MIKE GOLDBERG ART
Mike has long found inspiration and beauty in the nooks and crannies of ordinary life, painting the untold stories of people he’s encountered throughout the years. Although Mike won an award for his art at 12 years old he really began to shape his style while studying with a portrait artist at Boston’s, Fenway Studios. Robert Cormier taught in the spirt and style of the 19th century Ecolé Des Beaux Arts where Mike truly learned how to draw, paint and compose. Moving to Manhattan, Mike began developing his own personal approach to painting in a West Village art community while also continuing his studies at the School of Visual Arts and in private sessions.

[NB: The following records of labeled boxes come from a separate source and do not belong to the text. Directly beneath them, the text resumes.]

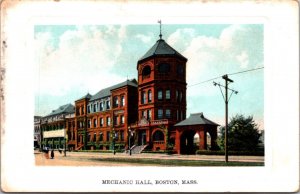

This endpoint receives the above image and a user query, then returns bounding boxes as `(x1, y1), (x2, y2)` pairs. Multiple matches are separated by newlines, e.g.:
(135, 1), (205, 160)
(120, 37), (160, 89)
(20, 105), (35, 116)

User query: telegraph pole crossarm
(213, 74), (238, 163)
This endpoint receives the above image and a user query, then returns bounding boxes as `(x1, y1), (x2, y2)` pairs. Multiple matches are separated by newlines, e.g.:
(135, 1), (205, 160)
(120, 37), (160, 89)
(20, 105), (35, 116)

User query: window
(166, 109), (171, 119)
(147, 110), (152, 120)
(166, 89), (171, 100)
(177, 64), (183, 75)
(142, 110), (147, 118)
(141, 92), (146, 104)
(157, 109), (163, 119)
(113, 116), (118, 125)
(88, 119), (92, 128)
(153, 130), (165, 141)
(106, 100), (110, 109)
(99, 132), (103, 141)
(106, 117), (110, 126)
(148, 90), (152, 102)
(100, 102), (103, 111)
(142, 65), (151, 79)
(94, 133), (97, 141)
(106, 131), (110, 141)
(100, 118), (103, 127)
(158, 63), (170, 74)
(157, 90), (162, 100)
(121, 96), (125, 106)
(94, 119), (97, 127)
(120, 130), (124, 141)
(114, 96), (119, 108)
(179, 91), (182, 102)
(115, 132), (119, 141)
(121, 115), (125, 124)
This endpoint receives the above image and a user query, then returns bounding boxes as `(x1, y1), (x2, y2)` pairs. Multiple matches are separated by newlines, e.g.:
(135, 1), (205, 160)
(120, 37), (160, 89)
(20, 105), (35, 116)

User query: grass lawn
(89, 158), (264, 166)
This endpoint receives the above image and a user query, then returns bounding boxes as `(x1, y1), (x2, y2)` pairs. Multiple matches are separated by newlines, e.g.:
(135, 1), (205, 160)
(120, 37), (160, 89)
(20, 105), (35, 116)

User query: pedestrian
(51, 150), (54, 159)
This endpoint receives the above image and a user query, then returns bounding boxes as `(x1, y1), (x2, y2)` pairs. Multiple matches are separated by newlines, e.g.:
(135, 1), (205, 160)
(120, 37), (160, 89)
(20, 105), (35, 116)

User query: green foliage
(217, 114), (260, 151)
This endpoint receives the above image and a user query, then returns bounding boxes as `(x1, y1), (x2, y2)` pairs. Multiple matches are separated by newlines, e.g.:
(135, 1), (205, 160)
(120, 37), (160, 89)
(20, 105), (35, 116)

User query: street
(34, 151), (264, 166)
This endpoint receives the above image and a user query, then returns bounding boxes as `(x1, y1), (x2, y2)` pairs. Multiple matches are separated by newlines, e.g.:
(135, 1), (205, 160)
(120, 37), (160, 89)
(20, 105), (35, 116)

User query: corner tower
(137, 34), (187, 124)
(129, 26), (187, 151)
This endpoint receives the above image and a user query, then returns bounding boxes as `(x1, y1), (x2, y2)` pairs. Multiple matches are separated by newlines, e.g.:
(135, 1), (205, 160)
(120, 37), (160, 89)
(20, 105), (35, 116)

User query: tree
(218, 114), (261, 151)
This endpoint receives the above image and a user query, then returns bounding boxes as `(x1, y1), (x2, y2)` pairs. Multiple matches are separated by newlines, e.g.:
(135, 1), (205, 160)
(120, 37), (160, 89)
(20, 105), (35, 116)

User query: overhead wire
(188, 67), (264, 87)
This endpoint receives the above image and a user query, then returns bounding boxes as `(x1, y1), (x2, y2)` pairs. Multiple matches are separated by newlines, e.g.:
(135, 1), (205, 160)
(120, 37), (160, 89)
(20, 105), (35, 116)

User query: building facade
(75, 79), (137, 150)
(37, 29), (218, 154)
(41, 104), (75, 149)
(33, 116), (42, 149)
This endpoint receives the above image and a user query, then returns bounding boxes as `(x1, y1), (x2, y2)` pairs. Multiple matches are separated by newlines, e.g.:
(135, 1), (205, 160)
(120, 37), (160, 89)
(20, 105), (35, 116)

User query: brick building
(75, 79), (137, 150)
(41, 104), (75, 149)
(33, 116), (41, 148)
(38, 28), (218, 154)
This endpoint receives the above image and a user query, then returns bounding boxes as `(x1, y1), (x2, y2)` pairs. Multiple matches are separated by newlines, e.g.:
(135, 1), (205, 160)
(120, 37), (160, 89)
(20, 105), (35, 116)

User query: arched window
(141, 91), (146, 104)
(158, 63), (170, 74)
(148, 90), (152, 102)
(142, 65), (151, 79)
(166, 89), (171, 100)
(157, 89), (162, 100)
(177, 64), (184, 75)
(153, 130), (165, 141)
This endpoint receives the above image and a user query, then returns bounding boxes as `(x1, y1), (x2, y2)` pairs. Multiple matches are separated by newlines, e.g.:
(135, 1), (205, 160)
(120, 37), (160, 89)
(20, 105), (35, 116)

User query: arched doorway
(152, 130), (165, 151)
(180, 130), (196, 154)
(206, 132), (211, 150)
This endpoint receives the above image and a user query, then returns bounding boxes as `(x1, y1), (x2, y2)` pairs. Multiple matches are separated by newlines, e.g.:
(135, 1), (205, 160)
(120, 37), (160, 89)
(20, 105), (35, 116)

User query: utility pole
(222, 74), (233, 162)
(213, 74), (238, 163)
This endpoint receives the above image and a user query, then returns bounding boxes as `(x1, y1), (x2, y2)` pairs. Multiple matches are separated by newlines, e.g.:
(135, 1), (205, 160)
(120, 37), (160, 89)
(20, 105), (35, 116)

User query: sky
(34, 24), (264, 129)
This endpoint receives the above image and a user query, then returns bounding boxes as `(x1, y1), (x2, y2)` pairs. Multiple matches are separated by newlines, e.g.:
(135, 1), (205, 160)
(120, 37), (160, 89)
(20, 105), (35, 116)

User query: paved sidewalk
(35, 151), (264, 166)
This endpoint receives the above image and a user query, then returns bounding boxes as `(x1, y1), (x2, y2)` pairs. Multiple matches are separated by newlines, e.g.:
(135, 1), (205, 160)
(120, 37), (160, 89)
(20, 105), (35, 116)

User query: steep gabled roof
(76, 93), (92, 101)
(46, 104), (75, 117)
(174, 112), (218, 127)
(90, 79), (137, 101)
(138, 39), (187, 63)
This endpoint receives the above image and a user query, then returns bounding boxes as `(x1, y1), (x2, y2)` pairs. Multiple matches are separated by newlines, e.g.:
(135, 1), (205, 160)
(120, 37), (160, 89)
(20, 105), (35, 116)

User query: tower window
(121, 96), (125, 106)
(177, 65), (183, 75)
(147, 110), (152, 120)
(141, 92), (146, 104)
(100, 118), (103, 127)
(157, 109), (163, 119)
(148, 90), (152, 102)
(114, 96), (119, 108)
(158, 63), (170, 74)
(142, 65), (151, 79)
(166, 89), (171, 100)
(157, 90), (162, 100)
(106, 117), (110, 126)
(166, 109), (171, 119)
(94, 119), (97, 127)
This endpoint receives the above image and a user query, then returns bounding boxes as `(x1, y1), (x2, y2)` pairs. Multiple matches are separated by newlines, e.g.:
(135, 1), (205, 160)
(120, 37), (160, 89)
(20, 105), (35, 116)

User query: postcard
(1, 1), (299, 192)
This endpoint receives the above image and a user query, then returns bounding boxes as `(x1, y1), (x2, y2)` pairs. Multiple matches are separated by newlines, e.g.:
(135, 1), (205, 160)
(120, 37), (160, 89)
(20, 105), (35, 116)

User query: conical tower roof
(138, 39), (187, 64)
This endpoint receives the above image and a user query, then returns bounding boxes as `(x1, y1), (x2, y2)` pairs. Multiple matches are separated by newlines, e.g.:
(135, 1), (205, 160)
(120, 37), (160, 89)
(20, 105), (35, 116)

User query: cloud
(35, 26), (126, 96)
(135, 34), (152, 43)
(168, 25), (263, 96)
(236, 51), (249, 69)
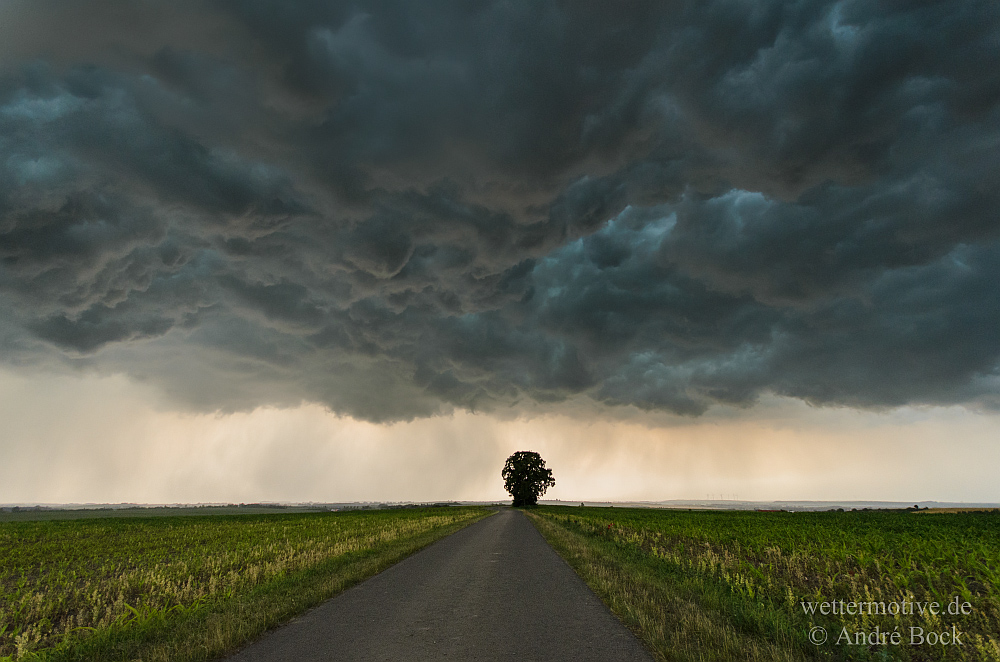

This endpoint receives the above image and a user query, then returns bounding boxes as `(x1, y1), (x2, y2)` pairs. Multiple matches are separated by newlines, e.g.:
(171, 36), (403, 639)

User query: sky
(0, 0), (1000, 503)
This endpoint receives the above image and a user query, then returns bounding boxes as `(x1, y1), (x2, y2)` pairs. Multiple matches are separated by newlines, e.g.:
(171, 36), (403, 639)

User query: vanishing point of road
(229, 508), (652, 662)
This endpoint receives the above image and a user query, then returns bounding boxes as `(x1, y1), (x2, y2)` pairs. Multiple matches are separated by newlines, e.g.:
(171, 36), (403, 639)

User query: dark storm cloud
(0, 0), (1000, 420)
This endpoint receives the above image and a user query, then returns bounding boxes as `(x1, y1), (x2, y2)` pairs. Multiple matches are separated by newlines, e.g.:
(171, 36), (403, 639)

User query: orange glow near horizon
(0, 373), (1000, 503)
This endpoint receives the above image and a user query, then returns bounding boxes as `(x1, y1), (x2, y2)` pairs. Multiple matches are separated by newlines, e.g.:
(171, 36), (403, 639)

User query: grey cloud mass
(0, 0), (1000, 421)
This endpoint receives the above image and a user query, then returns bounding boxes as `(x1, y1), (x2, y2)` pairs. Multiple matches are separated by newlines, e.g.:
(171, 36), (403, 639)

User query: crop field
(528, 506), (1000, 661)
(0, 507), (489, 662)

Mike's original inspiration came, while working as a mental health counselor in a locked psychiatric facility in Boston. Mike observed the difficult, yet moving stories of his patients and understood that these people had faded from the world and their personal stories went untold. Remembering each one of those patients, Mike began documenting his series of psychological portraits, titled "Small Stories".
STATEMENT INTERACTIVE INSTALLATION
What interests Mike is how memories triggered by human senses can create an emotional experience connected to the past enriching the present. To demonstrate this, Mike created an interactive installation that explores and illustrates how the senses of vision, scent and sound can trigger specific memories of influential people from our past. It's an act of homage while also reflecting our connection to them.
Mike places his wooden portraits into an enclosed plexiglass container filled with seawater that dissolves the portraits into pulp over several months. Attached to the plexiglass container is an iPod filled with snippets of recorded conversation and music representative of the subject. Also attached to the container is a box filled with a scent from the subject’s life, such as musty books, tobacco, cologne or a specific brand of gum. As in real life our visual memories of even the most important people fade, Mike's portraits also disappear, leaving only the scents and sounds which serve as powerful memory triggers to remind us of that person’s existence and influence. When we come across those scents and sounds in the real world we are gently shocked into a memory and reminisce and appreciate that person. There’s importance in never forgetting.